Note that as of June 30, 2020, nearly all of the company’s restaurants around the world were open to serve customers.
While McDonald’s Corp has yet to report third-quarter financial results, the company did provide an update on its business in the recent dividend announcement.
In the three months ended September 30, the company’s global comparable sales only declined 2.2%, with U.S. comparable sales actually increasing 4.6%.
Now, I should point out that there is still uncertainty ahead. But from the smaller and smaller declines in McDonald’s global comparable sales, it’s pretty clear that the impact of the pandemic on the company’s business should be temporary.
And in case you haven’t noticed by now, McDonald’s Corp is a company that’s willing to return cash to investors through dividends.
In the second-quarter earnings conference call, the company’s chief financial officer, Kevin Ozan, said, “Regarding uses of cash, our top priorities remain the same. First investing in the business for growth and second prioritizing dividends to our shareholders.

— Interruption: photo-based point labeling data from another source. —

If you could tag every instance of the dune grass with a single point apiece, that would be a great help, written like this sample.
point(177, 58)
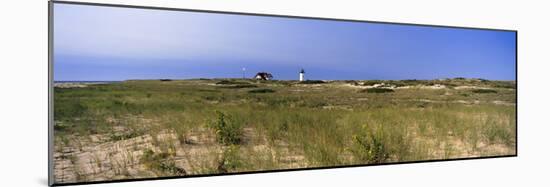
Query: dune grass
point(259, 125)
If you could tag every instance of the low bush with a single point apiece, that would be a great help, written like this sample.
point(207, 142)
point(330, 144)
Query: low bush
point(369, 146)
point(228, 131)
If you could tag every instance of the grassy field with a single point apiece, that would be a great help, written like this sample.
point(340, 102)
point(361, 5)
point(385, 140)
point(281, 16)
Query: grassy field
point(153, 128)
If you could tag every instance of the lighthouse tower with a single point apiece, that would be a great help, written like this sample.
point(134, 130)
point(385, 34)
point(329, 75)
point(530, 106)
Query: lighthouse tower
point(302, 72)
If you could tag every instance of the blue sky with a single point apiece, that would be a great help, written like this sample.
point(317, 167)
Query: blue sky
point(107, 43)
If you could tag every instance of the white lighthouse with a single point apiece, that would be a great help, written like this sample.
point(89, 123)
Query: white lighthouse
point(302, 72)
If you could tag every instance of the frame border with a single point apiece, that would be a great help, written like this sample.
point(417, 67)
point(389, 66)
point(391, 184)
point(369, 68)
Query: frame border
point(51, 3)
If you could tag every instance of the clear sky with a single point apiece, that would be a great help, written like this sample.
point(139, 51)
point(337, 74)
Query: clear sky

After that, we’ll look to reduce debt in the near-term to lower our elevated leverage ratios.” (Source: “McDonald’s Corporation’s (MCD) CEO Chris Kempczinski on Q2 2020 Results – Earnings Call Transcript,” Seeking Alpha, July 28, 2020.)
If you are an income investor, those words should be reassuring.
Bottom Line on McDonalds’ Corp
At the end of the day, keep in mind that even though the restaurant industry is not in the best of shape, McDonald’s Corp is actually a defensive stock. This is because, in recessions, consumers may not be buying as many luxury goods as before, but a “Big Mac” should still be affordable to most people. The fact that the company has delivered continuous dividend increases for over four decades shows how recession-proof its business is.
Trading at $225.80 per share, McDonald’s stock offers an annual dividend yield of 2.3%.